Renforcer le système éducatif

Enfin, il est important de souligner le rôle de l'éducation dans le changement du modèle de production. Un nouveau système éducatif basé sur le mérite, sur l'apprentissage de compétences spécifiques plutôt que sur l'accumulation de connaissances théoriques et une solide formation en langues est la voie suivie par d'autres pays européens comme les Pays-Bas, et montre que lorsque tant public que établissements privés, ils peuvent se spécialiser et se concurrencer librement, finissant par offrir une formation de meilleure qualité à leurs étudiants. L'objectif de cette réforme ne serait donc pas d'augmenter le nombre de diplômés (en fait, plus de diplômés quittent les universités chaque année que ne le demande l'économie) mais d'améliorer leur éducation pour faciliter leur placement et valoriser le capital humain des entreprises espagnoles. .

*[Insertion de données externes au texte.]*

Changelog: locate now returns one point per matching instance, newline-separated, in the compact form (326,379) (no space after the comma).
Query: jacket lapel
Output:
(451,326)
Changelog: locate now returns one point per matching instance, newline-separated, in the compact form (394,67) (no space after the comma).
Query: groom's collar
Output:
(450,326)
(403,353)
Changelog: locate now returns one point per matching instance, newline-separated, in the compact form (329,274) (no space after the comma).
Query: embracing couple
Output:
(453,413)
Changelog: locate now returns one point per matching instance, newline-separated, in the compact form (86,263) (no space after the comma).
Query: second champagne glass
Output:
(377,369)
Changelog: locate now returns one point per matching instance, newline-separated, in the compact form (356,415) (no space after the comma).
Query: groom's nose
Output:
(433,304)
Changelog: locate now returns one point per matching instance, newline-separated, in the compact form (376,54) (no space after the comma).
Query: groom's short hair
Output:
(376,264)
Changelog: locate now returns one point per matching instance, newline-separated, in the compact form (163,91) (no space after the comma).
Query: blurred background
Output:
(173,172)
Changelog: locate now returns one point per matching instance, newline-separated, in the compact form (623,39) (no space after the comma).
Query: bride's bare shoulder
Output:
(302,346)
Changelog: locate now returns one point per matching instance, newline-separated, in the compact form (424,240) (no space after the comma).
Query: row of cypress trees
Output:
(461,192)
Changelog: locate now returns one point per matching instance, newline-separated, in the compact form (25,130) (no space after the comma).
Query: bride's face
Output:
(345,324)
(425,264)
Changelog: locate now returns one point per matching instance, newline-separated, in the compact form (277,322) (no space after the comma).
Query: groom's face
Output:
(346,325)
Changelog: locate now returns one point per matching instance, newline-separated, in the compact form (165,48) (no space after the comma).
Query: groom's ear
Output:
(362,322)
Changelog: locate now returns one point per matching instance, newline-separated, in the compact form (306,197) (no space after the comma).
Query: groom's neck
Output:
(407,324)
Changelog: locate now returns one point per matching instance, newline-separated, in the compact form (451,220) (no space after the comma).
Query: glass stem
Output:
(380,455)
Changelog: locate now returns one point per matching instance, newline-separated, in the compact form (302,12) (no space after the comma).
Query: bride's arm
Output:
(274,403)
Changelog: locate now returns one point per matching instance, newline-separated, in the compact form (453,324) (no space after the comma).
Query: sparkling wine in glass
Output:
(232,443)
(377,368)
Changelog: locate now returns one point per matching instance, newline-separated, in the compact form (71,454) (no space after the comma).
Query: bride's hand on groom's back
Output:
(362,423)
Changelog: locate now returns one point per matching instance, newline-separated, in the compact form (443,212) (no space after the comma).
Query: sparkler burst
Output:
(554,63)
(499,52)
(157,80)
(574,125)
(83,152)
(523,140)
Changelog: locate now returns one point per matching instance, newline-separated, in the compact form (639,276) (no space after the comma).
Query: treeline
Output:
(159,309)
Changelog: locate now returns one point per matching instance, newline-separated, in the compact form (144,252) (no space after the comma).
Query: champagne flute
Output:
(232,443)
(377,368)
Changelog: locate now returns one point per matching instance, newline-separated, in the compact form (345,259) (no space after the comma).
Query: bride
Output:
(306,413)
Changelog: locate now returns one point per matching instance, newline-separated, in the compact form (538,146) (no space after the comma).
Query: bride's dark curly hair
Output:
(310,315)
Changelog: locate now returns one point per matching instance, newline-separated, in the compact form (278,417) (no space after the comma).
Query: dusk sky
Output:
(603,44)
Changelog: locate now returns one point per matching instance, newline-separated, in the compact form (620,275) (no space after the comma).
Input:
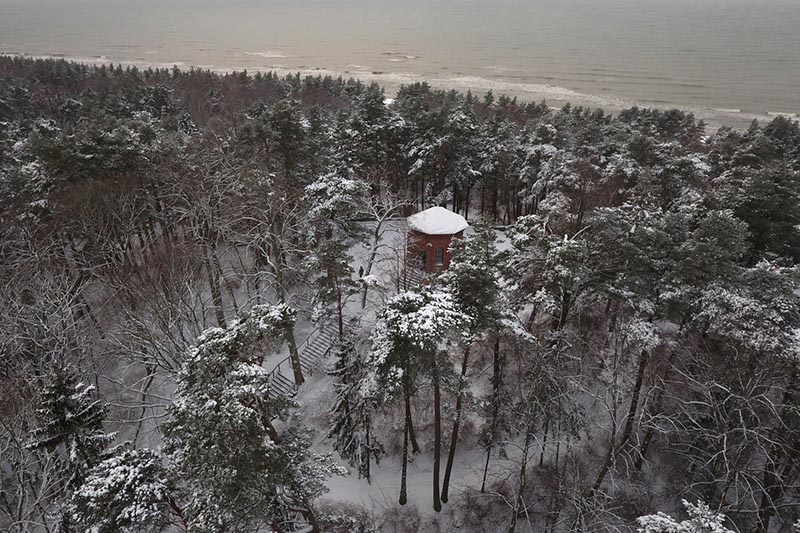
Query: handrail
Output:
(276,369)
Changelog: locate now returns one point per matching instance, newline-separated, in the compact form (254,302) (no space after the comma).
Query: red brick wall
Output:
(419,242)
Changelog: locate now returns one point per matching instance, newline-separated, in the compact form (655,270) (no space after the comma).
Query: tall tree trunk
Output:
(521,483)
(497,376)
(437,434)
(376,235)
(456,422)
(216,293)
(404,471)
(409,420)
(637,390)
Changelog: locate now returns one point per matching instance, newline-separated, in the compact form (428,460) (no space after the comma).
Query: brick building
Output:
(429,235)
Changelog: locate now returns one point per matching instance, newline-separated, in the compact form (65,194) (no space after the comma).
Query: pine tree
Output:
(237,469)
(128,492)
(71,421)
(352,412)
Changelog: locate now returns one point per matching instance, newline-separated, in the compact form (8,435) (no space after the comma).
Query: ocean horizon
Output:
(726,61)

En conclusion, nous pouvons dire que l'analyse du marché du travail espagnol est actuellement très complexe, et il est encore plus difficile de trouver des solutions qui peuvent améliorer leur situation. Dans tous les cas, la réduction du chômage structurel ne peut être obtenue qu'avec des politiques à long terme et les effets de celles-ci ne seraient pas immédiats, ce qui conseillerait de les compléter par des solutions agissant à court et moyen terme. Les réformes décrites dans l'article ont déjà été mises en œuvre dans de nombreux pays avec des résultats largement bénéfiques pour leurs économies. En Espagne, cependant, l'incertitude politique, l'environnement électoral et l'éloignement des positions entre les citoyens eux-mêmes rendent difficile de penser, au moins actuellement, de pouvoir relever ces défis avec la responsabilité qu'ils exigent.